The Instagram stories tool also allows you to enter the location of a city, for example ‘Milan’ – and then presents you with a collection of stories to watch, thoughtfully put together by one of the infamous algorithms of Instagram.  Watching the stories of people who I don't follow allowed me to find out about the terrace at the top of the cathedral. The architecture and imagery of the cathedral infrastructure looked stunning, but then I went on IGTV to watch a couple of (random) people document their experiences - most of which claimed that the terrace on the cathedral was underwhelming and not worth doing. 

But in true Maya style, I failed to listen and bought a ticket to the top of the cathedral, walking up stairs for about 10 minutes in the 32-degree heat, to be greeted by the most stunning views of the cathedrals spires and the city of Milan.

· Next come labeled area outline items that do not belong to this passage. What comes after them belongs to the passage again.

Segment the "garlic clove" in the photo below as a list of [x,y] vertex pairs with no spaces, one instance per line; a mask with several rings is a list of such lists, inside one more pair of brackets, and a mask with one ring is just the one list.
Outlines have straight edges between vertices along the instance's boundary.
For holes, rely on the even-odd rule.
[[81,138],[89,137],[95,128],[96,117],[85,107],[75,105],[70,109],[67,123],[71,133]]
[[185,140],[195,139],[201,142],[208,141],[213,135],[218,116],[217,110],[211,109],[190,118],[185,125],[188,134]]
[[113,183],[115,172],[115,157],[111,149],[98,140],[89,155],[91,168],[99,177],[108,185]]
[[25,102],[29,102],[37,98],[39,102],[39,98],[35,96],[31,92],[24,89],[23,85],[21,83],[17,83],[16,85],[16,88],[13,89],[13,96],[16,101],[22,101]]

I highly recommend this – there’s a ticket that gets you entry to the Duomo, the crypt, roof terrace and the Duomo museum for 12.50EUR. Apart from the shopping and the food, the Duomo is one of the main attractions in Milan, so for me it made complete sense to buy this.

What’s great about looking at platforms like Instagram and Youtube prior to travelling is that you can gauge how busy a place is and its popularity based on the reactions of people - whether individuals are genuinely excited to be there or whether they just go to get the highly pretentious 'i've been here' gram pictures!

Of course, food is a big part of travelling. And when in Rome (or Milan as I was), eat what the Romans (or Milanese) eat. Walking around and finding a restaurant is great, but sometimes you’ll have a place in mind that you want to eat at even before you board the departing plane. I wanted to eat around the Navigli district, as it's the nightlife centre of the city – and more importantly I wanted aperitivo and by checking social media, Navigli looked like the perfect place for some (Apreitivo = alcohol served with finger food)

Got a restaurant in mind? Open Instagram and let it act as a real-time menu. You can choose what to order off the menu based on people's photos and micro-reviews i.e. captions. (I mean, it's 2018, who doesn't take a picture of their food?)

The tourist board accounts for a town, city or country are also a great shout. 

Milan has some beautiful parks, and the local tourism boards often post pictures of the ‘hidden gems’ of a place. Parco Sempione in Milan is one of these.

Let’s not forget travel bloggers and local photographers. After all, travel bloggers do blog about travel. Bloggers are supposed to be trusted, so it’s always worth checking the social media of a few travel bloggers that have been to your holiday destination to get the low down.